Support Vector Machine-: The support vector machine has become a increasingly popular tool for classification of linear or non-linear data.The SVM has been recenly used for the classification of microarray data.The approach is systematic,reproducible and motivated by statistical learning theory.The SVM based methods are also known as Kernel based methods as they use the kernel subsituton for the classification of the data.To understand the power and elegance of SVM approach ,one must grasp three key ideas: margins,duality and kernels.The detailed knowledge about the concepts of the SVM can be obtained from books "An introduction to support vector machine and other kernel-based learning methods" and "Statistical Learning Theory".

Results of Prediction-:  The evalvuation of accuracy of prediction method is neceassary to estimate the performence of a method.The Leave One Out Cross-Validation (LOOCV) procedure was employed to estimate the performance accuracy of the prediction methods. The LOOCV procedure involves removing of one peptide from the training data; training is done on the basis of remaining data and then testing was done on this removed peptide. It is the most accurate way to estimate the performance of method when the training data is small. The performence of the method is evalvualted by using the Senstivity, Specificity, Positive predictive value (PPV), Negative predictive value (NPV) and Accuracy.The results were obtained by averaging the results over the testing subsets. i.e. equal to the number of examples in the training data.
The trained network was able to achieve the 72.2% accuracy at a cut off score where the sensitivity and specificity were nearly equal.This cut off score was considered as default cut off score.Further, SVM is also applied on same training data. The sole purpose for the application of two techniques was to estimate which of the two techniques is more superior in classifying the data.
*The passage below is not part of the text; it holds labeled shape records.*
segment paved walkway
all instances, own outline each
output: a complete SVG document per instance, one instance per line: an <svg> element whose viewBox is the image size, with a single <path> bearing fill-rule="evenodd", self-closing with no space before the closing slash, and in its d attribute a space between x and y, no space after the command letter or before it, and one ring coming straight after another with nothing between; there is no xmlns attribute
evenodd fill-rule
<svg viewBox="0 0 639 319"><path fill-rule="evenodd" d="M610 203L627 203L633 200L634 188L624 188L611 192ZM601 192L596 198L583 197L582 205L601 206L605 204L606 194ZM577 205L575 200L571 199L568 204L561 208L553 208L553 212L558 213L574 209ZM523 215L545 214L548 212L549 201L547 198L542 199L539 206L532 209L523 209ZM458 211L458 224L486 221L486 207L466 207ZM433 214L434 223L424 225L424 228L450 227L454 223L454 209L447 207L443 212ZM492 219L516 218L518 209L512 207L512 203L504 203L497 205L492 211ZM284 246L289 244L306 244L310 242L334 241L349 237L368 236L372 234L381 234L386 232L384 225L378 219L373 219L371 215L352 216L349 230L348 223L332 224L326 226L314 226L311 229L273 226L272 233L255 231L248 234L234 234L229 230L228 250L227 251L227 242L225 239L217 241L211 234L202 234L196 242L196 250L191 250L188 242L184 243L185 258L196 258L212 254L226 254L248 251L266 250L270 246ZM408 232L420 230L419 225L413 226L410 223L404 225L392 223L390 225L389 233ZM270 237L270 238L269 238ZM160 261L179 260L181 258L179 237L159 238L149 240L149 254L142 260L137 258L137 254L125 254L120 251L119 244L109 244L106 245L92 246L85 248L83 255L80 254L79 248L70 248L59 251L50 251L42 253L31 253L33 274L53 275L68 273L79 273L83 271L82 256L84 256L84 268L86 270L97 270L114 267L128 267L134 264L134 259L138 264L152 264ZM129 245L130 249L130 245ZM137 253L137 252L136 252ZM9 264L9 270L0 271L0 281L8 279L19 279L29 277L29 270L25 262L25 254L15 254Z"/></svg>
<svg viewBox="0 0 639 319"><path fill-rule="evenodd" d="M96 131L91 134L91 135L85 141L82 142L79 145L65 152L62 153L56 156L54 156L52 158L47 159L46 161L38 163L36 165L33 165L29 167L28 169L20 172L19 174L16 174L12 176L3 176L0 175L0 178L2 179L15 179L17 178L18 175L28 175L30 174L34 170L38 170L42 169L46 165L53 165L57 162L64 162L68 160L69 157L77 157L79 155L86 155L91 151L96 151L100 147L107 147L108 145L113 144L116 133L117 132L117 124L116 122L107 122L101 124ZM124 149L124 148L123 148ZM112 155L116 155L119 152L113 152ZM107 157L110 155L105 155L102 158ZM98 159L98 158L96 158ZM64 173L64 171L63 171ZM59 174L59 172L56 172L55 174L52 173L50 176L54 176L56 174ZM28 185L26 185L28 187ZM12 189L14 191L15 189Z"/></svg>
Another aim behind the application of two techniques was to develop a method based on combination of these two machine-learning techniques.The SVM was able to achieve the 75.2% of accuracy at a cutoff score where the sensitivity and specificity were 73.8% and 77% respectively.The SVM model was able to classify the data with ~3% more accuracy as compared to ANN. These results support the fact the SVM is able to classify the data more accurately as compared to ANN.
These SVM and ANN based prediction methods were combined to establish the upper limit of sensitivity, specificity, accuracy.In consensus prediction, the accuracy of the prediction achieved was 77.6% which is nearly 4% more than ANN prediction and ~2% higher than SVM based prediction. The specificity of consensus prediction approach is nearly 7% higher as compared to the specificity of ANN and SVM at a cutoff score where sensitivity and specificity are nearly equal. In case of the combined method, the accuracy of prediction was nearly ~3% higher than ANN prediction and marginally greater than SVM based prediction.

Comparsion with other Prediction methods-:  For the sake of comparison we had implemented two methods of T cell epitope prediction AMPHI and EpiMer on our dataset. Unfortunately prediction accuracy of AMPHI method is 53% at a cutoff score where sensitivity and specificity are nearly equal, which is not better than random prediction. The EpiMer was able to classify the data with 62% of accuracy. It clearly demonstrated that our prediction methods based on the SVM and ANN is better in CTL epitope prediction as compared previously developed method.